My contrived term, the "volume-level" hash was imprecise. 
Your link to the logicube MD5 product was excellent.  That vendor
explains how they produce just such a hash as you described as a means
to certify and verify
that the two copies are identical. I appreciate your input.

Maniac-ga, 
Please proceed with an offical Answer.
Based on aht's comments and my review of them I hope it is clear to
you that I would be looking for some means, mechanism, method other
than hashing to certify a destination drive is identical.  If hashing
is the only way....

As for the "proprietary cloner software", the SME wouldn't tell me. Grrr.
Answer  
Subject: Re: details of making a physical copy of a harddrive
Answered By: maniac-ga on 13 Apr 2004 15:42 PDT
Rated:4 out of 5 stars
 
Hello Grthumongous,

OK. I'll first describe a method that worked "way back when" and then
summarize how more modern disk duplicators work.

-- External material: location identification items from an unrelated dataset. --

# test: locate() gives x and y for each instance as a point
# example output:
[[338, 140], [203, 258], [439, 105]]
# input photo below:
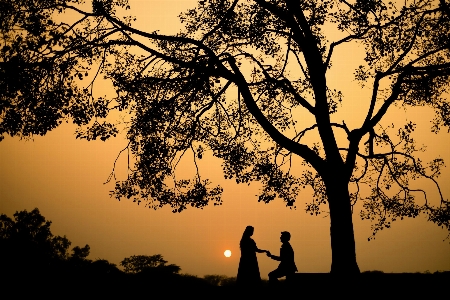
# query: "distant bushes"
[[29, 252]]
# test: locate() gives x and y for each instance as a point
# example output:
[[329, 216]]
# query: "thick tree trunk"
[[341, 229]]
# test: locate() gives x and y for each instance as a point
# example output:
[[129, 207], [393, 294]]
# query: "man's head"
[[285, 236]]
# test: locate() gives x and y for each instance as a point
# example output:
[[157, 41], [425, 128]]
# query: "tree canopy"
[[246, 81]]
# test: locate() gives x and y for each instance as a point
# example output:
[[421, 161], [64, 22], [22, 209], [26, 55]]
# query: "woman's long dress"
[[248, 271]]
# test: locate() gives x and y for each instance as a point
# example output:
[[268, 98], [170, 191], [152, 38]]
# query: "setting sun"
[[227, 253]]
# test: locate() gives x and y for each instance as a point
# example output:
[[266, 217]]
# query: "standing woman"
[[248, 272]]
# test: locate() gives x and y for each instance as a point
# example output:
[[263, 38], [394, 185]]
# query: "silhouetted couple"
[[248, 272]]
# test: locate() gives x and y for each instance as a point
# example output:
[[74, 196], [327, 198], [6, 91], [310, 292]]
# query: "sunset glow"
[[71, 180]]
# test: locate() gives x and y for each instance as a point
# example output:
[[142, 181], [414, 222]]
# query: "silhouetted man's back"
[[287, 264]]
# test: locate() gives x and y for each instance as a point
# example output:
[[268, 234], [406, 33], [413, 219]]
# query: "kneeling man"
[[287, 264]]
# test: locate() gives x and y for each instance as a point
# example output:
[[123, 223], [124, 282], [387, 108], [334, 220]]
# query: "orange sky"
[[64, 178]]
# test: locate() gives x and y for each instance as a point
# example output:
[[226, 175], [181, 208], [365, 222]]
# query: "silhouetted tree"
[[139, 263], [27, 243], [215, 280], [247, 81]]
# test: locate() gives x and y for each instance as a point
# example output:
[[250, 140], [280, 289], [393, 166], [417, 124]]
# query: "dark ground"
[[171, 286]]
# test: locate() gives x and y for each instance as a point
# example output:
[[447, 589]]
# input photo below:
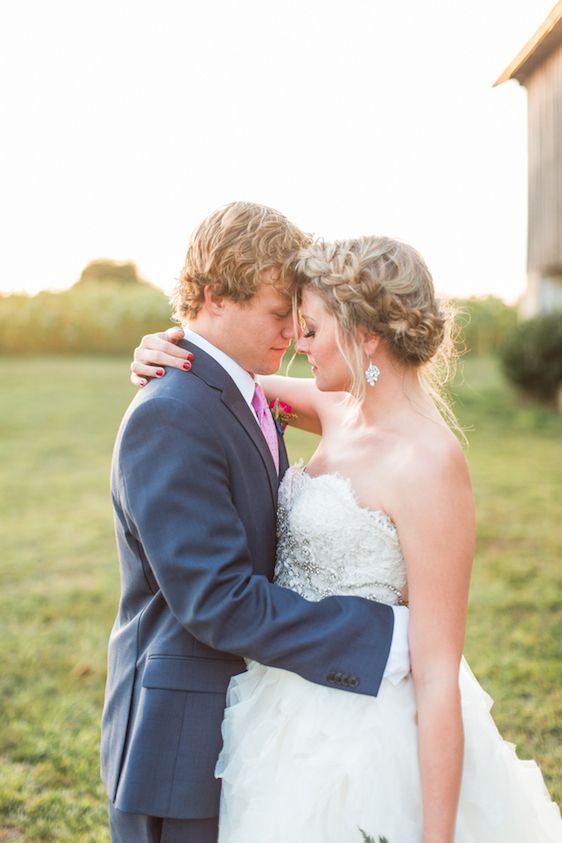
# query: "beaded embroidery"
[[329, 545]]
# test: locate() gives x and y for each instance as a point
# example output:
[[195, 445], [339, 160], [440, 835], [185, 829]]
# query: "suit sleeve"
[[175, 483]]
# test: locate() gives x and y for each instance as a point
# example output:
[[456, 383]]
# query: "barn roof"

I ended up writing the program because a customer test failed. When we
did the analysis, it turns out the boot sector was not initialized. It
turns out the "copy volume" utility we were using on a system did not
initialize the boot sector. Sigh.

The copy program itself was quite simple. It had a look up table of
the disk types we used (300 Mbyte, 13 Mbyte, 5 Mbyte) and based on the
type of disk - looked up the geometry of the disk
 - number of cylinders
 - number of platters
 - number of blocks per cylinder
Then there were three nested loops, one for the cylinder, one for the
platter, and the third for the block within the cylinder / platter.
Within the innermost loop, the steps were
 - write formatting information to the block on destination disk
 - read block from source disk
 - write block to destination disk
The format step was needed since we occasionally received blank disks
which had no formatting information included.

The compare disk program was the same code with the innermost loop replaced with:
 - read block from source disk
 - read block from destination disk
 - compare the two blocks, byte by byte
and generating an error message if any byte did not compare.

These programs worked quite efficiently. The maximum data transfer
rates for the disks was about 3 Mbyte/sec and with the largest disk
(300 Mbyte), the programs would take a few minutes to complete. After
we wrote these two programs, we never had the same problem with
customer testing again.

That was in the mid 80's. Today, disks are a lot faster and store a
lot more information but the basic approach is the same. The drive
mechanisms are a lot better now as well - for example, there is "bad
block replacement" where the drive will automatically stop using a bad
(or marginal) disk block and replace it with an unused block. In this
way - operating systems (and hardware duplicators) generally treat the
disk as a sequence of blocks starting at zero and going up to the
maximum block number. That simplifies the design of disk duplication
programs quite a bit.

For example, on a Linux (or Unix) system, you can use a command such as
  dd if=/dev/hda of=/dev/hdb bs=32768
to copy disk "/dev/hda" to "/dev/hdb" and can use a command such as
  cmp /dev/hda /dev/hdb
to compare two disks. Neither program generate any messages unless an
error occurs. I have actually used commands like these within the last
few years and they work just fine.

As another example, you can download a package such as "Tom's Root Boot Disk"
  http://www.toms.net/rb/
or described briefly at
  http://www.toms.net/rb/tomsrtbt.FAQ
which describes how to download and create a boot floppy that has the
utilities described above. In this way, you can take any old PC and
turn it into a "poor man's" disk duplicator.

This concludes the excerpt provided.